Transcript of recorded interview with Mark Edwards (excerpt)

Also present: DI Heather Scott, PC Marilyn Button

HS: Mr Edwards, your wife seemed to be under the impression that there might have been something more than a neighbourly relationship between you and Ingrid Taylor. Have you any comment to make on that?

ME: Yes, I have. (Becomes immediately agitated) There was nothing at all between Ingrid and myself. Nothing, have you got that? She was a bit full-on, I’d say, but I didn’t take too much notice. I gave her a lift to work and she did call round on pretexts when Rachel was out – could I countersign the photos for her passport, could I help her read her gas meter, that type of thing – but that was it. She’d sometimes stop for a chat. She was lonely, I think. She was cut up about her divorce. But there was nothing else. I made it clear I wasn’t interested and she took the hint in the end.

HS: Mr Edwards, on the night of Saturday the twenty-eighth of September, you said you were at the golf club with your friend Roy. I’m looking at a map, and I can’t help but notice that the golf club appears to be very close, by car, to the town hall.
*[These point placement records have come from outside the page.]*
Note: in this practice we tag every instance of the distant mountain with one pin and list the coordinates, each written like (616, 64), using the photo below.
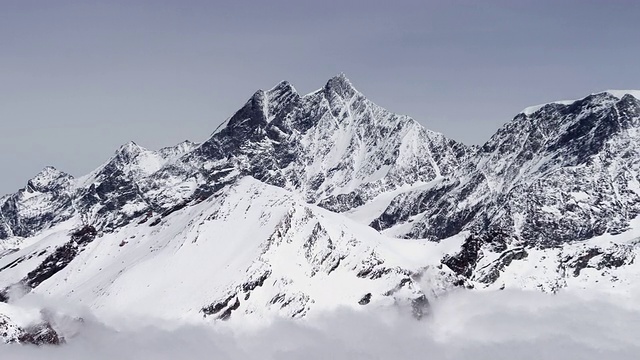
(304, 203)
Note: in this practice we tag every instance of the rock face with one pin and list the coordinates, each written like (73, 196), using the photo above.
(265, 217)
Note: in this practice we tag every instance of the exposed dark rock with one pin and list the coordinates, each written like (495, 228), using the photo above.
(366, 299)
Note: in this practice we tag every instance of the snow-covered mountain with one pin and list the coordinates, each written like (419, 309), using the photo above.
(557, 174)
(304, 203)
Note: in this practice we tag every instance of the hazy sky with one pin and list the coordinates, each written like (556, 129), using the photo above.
(80, 78)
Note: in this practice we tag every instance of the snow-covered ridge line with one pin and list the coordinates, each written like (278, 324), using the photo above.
(616, 93)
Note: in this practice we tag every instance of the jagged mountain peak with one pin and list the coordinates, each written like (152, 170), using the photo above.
(622, 93)
(48, 179)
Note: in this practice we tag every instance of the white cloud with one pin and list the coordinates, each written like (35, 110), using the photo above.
(463, 325)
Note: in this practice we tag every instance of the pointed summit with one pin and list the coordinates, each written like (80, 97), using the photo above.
(340, 85)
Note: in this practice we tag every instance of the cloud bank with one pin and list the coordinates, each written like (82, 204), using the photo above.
(462, 325)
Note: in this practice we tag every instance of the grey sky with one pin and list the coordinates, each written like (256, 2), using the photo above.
(79, 78)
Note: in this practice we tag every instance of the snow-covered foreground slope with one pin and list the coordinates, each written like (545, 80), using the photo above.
(323, 206)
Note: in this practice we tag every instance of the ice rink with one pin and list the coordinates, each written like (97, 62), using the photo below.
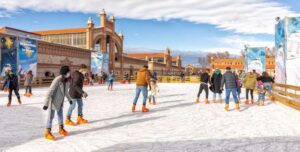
(175, 124)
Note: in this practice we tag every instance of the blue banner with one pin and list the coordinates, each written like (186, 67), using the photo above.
(100, 63)
(27, 56)
(8, 55)
(256, 59)
(292, 50)
(280, 53)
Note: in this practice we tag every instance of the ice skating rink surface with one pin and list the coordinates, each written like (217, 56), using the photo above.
(175, 124)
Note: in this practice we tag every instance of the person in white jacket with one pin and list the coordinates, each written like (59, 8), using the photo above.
(153, 91)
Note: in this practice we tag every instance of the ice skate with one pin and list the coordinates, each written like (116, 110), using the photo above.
(80, 120)
(48, 134)
(144, 109)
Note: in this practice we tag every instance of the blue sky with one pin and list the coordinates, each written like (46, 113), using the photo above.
(222, 26)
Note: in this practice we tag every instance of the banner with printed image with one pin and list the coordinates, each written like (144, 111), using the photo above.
(99, 63)
(27, 56)
(256, 59)
(280, 54)
(8, 47)
(293, 51)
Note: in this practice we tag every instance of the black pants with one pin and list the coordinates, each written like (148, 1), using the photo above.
(203, 87)
(247, 93)
(28, 89)
(10, 93)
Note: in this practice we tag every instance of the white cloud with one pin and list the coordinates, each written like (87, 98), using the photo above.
(234, 44)
(241, 16)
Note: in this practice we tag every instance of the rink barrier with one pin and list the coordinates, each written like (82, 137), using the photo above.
(288, 95)
(177, 79)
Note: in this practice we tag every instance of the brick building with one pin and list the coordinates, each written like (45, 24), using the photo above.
(74, 46)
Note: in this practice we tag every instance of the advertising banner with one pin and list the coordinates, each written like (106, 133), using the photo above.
(293, 51)
(280, 45)
(256, 59)
(27, 56)
(8, 55)
(99, 63)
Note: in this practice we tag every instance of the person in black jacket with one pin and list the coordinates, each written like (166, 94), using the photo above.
(268, 81)
(76, 92)
(12, 83)
(205, 80)
(216, 85)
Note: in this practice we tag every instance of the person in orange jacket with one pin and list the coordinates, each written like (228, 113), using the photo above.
(142, 82)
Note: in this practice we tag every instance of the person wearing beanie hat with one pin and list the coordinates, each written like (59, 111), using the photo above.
(55, 101)
(76, 92)
(12, 83)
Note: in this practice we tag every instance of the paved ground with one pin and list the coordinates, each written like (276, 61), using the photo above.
(175, 124)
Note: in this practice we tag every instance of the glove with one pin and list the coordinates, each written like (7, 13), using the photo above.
(84, 94)
(45, 107)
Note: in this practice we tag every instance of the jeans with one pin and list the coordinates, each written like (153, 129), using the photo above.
(152, 97)
(215, 95)
(268, 87)
(10, 93)
(50, 119)
(140, 89)
(261, 97)
(234, 94)
(247, 93)
(110, 83)
(73, 105)
(205, 88)
(28, 89)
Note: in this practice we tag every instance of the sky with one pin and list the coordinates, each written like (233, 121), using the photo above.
(182, 25)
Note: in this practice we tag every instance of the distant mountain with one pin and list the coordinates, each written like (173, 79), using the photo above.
(188, 57)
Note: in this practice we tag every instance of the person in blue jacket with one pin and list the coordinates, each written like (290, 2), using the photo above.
(12, 83)
(111, 78)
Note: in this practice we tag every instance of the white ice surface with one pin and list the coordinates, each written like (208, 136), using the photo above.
(175, 124)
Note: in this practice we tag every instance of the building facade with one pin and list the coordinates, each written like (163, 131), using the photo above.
(74, 46)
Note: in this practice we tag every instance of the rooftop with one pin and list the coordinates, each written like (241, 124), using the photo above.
(61, 31)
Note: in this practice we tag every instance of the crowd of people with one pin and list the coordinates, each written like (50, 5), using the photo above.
(70, 85)
(233, 83)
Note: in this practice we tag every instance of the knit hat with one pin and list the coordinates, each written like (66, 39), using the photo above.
(64, 70)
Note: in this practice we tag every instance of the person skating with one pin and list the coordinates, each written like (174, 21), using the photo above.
(111, 78)
(76, 93)
(230, 81)
(261, 93)
(54, 101)
(267, 81)
(28, 83)
(153, 91)
(216, 85)
(205, 80)
(142, 82)
(12, 83)
(250, 81)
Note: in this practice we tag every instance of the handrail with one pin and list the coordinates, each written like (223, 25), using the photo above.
(287, 94)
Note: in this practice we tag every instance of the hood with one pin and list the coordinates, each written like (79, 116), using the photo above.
(143, 70)
(217, 72)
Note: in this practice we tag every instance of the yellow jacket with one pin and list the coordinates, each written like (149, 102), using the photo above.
(250, 81)
(143, 77)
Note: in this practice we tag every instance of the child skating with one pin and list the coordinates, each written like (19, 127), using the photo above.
(261, 93)
(28, 83)
(12, 83)
(153, 91)
(54, 101)
(111, 79)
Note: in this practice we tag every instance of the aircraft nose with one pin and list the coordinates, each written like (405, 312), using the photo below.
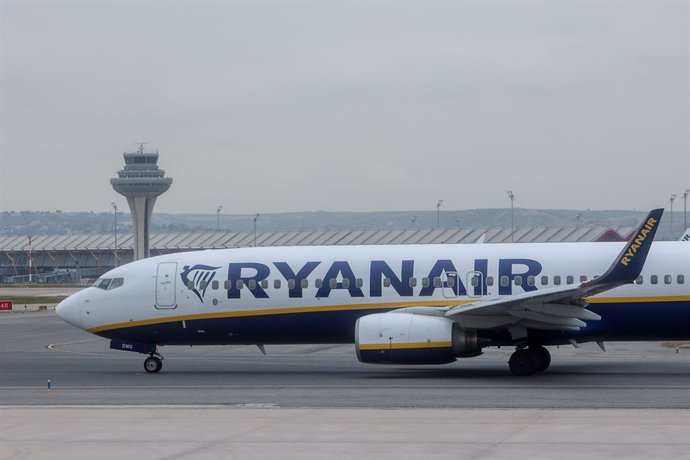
(69, 310)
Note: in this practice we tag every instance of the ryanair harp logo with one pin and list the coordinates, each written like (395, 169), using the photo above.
(198, 278)
(637, 241)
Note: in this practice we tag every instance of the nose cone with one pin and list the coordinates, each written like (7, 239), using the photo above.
(69, 310)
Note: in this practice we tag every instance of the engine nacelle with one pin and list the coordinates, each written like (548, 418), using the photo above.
(406, 338)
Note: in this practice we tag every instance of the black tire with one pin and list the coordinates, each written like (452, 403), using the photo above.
(153, 365)
(521, 363)
(546, 359)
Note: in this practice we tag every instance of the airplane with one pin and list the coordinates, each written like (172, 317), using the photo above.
(686, 236)
(398, 304)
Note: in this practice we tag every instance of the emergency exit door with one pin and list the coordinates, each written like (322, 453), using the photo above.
(165, 285)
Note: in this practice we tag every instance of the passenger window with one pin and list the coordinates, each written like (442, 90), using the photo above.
(103, 283)
(116, 283)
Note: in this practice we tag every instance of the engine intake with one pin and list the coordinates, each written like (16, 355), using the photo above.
(406, 338)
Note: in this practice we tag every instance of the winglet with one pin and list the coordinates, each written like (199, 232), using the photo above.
(628, 265)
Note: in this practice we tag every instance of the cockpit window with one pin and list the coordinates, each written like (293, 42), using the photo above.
(108, 284)
(116, 283)
(103, 283)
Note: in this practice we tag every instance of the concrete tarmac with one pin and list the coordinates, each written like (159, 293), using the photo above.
(36, 347)
(220, 432)
(320, 402)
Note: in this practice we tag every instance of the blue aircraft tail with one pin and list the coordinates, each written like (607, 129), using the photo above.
(628, 265)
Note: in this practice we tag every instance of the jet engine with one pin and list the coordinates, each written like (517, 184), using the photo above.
(406, 338)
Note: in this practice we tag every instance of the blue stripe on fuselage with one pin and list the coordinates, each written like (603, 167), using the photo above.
(620, 321)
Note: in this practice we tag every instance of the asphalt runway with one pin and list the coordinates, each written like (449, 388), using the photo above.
(36, 347)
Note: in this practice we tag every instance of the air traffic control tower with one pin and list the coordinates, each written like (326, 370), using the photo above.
(141, 182)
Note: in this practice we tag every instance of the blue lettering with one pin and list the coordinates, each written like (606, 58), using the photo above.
(339, 268)
(235, 274)
(302, 274)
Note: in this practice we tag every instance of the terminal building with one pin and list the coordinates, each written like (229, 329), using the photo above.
(73, 258)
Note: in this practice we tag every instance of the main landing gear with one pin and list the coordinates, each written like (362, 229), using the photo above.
(527, 361)
(154, 363)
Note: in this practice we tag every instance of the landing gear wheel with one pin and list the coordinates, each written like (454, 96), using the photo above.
(537, 356)
(546, 358)
(153, 364)
(522, 363)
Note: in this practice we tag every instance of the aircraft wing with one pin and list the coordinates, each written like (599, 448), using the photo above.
(559, 308)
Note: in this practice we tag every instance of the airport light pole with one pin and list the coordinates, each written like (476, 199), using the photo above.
(685, 209)
(511, 195)
(31, 259)
(256, 217)
(671, 199)
(220, 208)
(115, 229)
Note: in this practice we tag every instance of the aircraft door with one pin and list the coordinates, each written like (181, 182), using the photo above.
(166, 277)
(475, 284)
(450, 284)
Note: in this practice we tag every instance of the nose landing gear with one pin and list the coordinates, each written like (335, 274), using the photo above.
(154, 363)
(527, 361)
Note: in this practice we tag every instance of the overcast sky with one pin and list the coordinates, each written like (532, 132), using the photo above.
(347, 105)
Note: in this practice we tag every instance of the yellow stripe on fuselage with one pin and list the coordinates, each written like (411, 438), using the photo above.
(405, 346)
(333, 308)
(277, 311)
(638, 299)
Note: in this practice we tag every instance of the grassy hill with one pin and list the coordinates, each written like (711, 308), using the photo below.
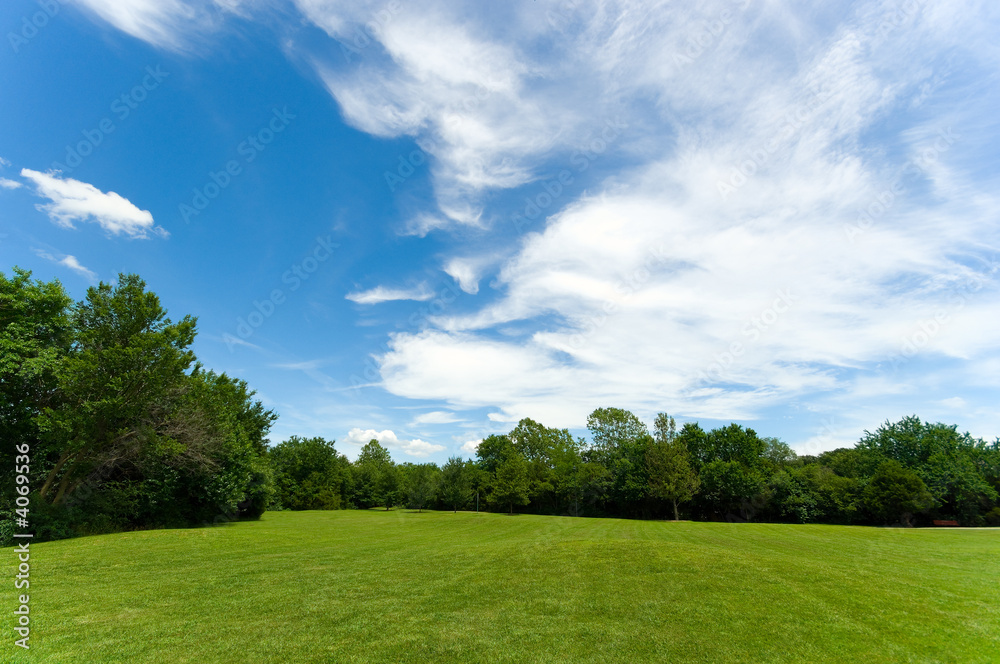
(376, 586)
No more than a few minutes. Would you agree?

ME: Where are you going with this? I went nowhere near the town hall on Saturday night. I had nothing to do with that lad. I had a beer with Roy and then I went home to bed. Rachel got in very late. I just thought maybe she’d stayed on at the Barley Mow or gone somewhere else for a late drink, maybe Lisa had persuaded her.

HS: You didn’t ask her where she’d been?

ME: No. I… I pretended to be asleep. As I say, things were difficult. Especially that day.